I agree that keeping data local is great and should be the first option when pos...

hectormalot · 2024-05-27T18:22:21 1716834141

I wouldn't underestimate how much a modern machine with a bunch of RAM and SSDs can do vs HDFS. This post[1] is now 10 years old and has find + awk running an analysis in 12 seconds (at speed roughly equal to his hard drive) vs Hadoop taking 26 minutes. I've had similar experiences with much bigger datasets at work (think years of per-second manufacturing data across 10ks of sensors).

I get that that post is only on 3.5GB, but, consumer SSDs are now much faster at 7.5GB/s vs 270MB/s HDD back when the article was written. Even with only mildly optimised solutions, people are churning through the 1 billion rows (±12GB) challenge in seconds as well. And, if you have the data in memory (not impossible) your bottlenecks won't even be reading speed.

[1]: https://adamdrake.com/command-line-tools-can-be-235x-faster-...

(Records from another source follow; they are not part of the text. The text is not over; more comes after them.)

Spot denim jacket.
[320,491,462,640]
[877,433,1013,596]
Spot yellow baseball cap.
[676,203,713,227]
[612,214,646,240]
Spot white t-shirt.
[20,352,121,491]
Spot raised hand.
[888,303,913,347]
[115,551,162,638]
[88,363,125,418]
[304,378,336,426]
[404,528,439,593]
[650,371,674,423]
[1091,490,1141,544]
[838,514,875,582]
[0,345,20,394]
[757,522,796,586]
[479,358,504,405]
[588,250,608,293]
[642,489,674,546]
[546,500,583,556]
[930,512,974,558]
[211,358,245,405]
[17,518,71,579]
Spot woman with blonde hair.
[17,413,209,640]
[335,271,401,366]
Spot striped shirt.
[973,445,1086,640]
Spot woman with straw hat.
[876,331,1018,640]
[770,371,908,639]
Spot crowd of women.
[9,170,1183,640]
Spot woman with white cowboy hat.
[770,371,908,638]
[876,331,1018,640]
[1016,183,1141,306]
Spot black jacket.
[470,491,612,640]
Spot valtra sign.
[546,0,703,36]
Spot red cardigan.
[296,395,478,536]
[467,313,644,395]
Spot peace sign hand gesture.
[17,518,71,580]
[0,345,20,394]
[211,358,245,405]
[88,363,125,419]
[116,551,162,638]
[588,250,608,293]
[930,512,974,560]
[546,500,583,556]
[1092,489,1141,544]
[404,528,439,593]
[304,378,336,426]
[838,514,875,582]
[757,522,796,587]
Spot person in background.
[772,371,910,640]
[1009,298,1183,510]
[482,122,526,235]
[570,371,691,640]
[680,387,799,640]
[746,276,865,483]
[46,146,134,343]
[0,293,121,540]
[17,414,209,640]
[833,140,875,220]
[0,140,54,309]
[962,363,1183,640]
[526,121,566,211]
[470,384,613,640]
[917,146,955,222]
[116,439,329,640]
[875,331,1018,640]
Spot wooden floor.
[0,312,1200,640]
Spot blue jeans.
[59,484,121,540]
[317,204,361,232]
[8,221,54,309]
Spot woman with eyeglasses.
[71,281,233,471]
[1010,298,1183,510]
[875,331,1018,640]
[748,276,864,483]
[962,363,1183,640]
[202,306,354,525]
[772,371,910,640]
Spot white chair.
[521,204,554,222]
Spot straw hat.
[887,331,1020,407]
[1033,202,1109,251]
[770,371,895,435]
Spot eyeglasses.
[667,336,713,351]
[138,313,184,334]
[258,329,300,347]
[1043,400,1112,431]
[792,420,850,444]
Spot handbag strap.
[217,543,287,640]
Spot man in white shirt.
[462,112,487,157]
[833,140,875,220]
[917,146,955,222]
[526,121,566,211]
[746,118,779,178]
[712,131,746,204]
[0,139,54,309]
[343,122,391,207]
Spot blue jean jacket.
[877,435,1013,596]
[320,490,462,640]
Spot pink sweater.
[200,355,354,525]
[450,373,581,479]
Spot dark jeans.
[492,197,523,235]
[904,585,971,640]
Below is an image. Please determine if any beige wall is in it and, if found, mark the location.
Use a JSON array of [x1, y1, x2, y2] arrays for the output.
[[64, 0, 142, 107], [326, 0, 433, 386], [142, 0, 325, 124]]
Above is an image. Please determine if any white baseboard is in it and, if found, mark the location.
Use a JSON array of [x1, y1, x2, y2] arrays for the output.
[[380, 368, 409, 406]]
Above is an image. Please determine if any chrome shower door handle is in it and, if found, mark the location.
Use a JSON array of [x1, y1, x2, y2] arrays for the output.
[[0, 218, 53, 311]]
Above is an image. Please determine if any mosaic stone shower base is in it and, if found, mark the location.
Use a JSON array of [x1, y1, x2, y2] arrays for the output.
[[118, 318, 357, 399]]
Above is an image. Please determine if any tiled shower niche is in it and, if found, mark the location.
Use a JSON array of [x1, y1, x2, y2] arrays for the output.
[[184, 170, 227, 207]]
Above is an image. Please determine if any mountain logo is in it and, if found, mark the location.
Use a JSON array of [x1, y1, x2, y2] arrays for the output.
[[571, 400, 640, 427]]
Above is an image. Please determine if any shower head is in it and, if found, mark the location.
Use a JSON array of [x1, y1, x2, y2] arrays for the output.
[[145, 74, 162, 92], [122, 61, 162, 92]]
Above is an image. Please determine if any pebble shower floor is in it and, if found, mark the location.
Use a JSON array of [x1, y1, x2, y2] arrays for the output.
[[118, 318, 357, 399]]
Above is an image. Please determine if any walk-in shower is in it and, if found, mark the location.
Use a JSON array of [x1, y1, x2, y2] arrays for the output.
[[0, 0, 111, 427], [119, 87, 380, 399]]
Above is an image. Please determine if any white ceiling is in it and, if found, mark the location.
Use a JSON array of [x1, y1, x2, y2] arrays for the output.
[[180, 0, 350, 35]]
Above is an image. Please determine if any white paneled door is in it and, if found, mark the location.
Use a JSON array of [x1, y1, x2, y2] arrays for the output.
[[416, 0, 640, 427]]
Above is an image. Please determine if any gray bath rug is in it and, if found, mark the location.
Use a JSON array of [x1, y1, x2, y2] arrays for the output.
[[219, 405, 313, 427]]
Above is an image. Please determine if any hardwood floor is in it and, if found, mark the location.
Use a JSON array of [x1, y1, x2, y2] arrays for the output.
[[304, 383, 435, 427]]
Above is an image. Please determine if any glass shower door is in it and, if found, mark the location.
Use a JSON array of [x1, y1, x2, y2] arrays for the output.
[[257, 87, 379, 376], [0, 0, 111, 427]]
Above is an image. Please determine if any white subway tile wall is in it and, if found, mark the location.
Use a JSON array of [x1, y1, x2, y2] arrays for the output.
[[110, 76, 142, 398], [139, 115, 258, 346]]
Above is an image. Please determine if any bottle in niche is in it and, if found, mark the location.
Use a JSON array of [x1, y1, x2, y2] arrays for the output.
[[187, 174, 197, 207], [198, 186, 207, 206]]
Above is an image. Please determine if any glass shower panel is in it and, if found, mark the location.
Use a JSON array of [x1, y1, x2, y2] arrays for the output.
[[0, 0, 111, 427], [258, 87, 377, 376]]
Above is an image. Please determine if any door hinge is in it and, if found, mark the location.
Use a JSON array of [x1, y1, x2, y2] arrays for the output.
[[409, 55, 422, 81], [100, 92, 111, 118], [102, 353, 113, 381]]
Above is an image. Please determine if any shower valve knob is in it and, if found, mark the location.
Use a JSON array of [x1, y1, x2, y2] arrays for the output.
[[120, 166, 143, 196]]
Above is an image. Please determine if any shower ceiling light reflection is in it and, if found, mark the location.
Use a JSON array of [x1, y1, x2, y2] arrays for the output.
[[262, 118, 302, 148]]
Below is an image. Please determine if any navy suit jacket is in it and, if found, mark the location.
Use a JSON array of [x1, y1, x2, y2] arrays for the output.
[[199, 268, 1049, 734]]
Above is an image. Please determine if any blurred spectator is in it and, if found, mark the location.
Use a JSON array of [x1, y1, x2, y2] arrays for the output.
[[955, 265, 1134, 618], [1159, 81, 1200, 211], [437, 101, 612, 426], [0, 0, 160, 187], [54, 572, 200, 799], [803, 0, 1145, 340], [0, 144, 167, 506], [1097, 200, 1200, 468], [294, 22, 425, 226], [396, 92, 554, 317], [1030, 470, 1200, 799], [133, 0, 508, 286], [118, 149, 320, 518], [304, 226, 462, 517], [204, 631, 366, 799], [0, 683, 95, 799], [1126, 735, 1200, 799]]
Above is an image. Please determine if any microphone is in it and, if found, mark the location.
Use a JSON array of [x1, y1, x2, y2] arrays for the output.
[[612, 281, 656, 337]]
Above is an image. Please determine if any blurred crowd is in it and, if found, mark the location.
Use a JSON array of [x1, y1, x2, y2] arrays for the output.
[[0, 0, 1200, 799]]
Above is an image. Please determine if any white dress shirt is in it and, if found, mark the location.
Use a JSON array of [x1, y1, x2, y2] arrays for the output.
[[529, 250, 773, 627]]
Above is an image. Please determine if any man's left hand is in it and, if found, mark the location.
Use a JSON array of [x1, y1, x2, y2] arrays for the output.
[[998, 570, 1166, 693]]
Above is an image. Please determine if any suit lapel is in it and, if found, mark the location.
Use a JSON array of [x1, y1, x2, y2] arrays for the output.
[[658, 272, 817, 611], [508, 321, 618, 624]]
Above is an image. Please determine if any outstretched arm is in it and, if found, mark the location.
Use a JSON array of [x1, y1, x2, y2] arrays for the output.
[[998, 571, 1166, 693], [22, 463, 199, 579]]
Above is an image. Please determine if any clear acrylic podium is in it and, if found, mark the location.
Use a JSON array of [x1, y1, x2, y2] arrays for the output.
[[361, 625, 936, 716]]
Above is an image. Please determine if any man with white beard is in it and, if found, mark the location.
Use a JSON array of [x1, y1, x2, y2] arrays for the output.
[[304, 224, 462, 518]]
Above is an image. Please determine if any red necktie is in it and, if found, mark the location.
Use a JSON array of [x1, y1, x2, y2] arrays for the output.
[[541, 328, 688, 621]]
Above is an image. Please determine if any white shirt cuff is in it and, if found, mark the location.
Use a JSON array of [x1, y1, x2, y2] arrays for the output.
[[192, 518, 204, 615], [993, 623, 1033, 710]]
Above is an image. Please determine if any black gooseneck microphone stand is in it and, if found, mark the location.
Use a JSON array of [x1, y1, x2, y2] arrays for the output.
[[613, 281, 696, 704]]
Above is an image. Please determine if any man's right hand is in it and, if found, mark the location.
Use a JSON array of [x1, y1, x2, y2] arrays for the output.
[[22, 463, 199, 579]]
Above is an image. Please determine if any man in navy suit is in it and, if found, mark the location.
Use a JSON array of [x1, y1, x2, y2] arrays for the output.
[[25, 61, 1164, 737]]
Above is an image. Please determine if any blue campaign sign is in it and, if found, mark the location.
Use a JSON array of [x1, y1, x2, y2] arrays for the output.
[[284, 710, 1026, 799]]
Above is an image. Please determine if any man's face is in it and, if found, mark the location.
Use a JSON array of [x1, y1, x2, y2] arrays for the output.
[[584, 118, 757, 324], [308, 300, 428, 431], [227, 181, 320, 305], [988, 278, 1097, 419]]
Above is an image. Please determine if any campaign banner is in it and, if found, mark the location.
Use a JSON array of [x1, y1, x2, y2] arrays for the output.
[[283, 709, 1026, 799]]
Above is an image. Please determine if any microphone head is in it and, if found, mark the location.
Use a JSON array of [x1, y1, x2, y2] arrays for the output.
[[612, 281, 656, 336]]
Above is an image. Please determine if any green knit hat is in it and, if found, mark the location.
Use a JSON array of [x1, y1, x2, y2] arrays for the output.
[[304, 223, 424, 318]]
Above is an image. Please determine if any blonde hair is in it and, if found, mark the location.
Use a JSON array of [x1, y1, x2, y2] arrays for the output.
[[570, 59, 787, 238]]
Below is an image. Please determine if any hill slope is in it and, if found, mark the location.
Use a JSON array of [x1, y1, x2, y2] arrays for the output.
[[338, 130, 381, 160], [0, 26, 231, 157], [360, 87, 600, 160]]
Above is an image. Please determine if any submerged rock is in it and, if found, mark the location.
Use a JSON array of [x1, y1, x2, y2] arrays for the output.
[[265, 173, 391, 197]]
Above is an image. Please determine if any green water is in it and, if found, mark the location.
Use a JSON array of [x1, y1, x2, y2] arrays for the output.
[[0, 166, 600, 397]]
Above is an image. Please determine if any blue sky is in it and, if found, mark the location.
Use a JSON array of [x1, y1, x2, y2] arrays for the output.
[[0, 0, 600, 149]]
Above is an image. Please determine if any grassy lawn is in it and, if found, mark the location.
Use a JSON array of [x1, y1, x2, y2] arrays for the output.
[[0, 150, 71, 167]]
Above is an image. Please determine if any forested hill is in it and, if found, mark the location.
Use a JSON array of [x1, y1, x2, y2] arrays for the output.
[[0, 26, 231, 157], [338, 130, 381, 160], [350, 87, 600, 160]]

nottorp · 2024-05-27T12:21:11 1716812471

> I agree that keeping data local is great and should be the first option when possible. It works great on 10GB or even 100GB, but after that starts to matter what you optimize for because you start seeing execution bottlenecks.

The point of the article is 99.99% of businesses never pass even the 10 Gb point though.

sfilipco · 2024-05-27T12:55:44 1716814544

I agree with the theme of the article. My reply was to parent comment which has a 6 TB working set.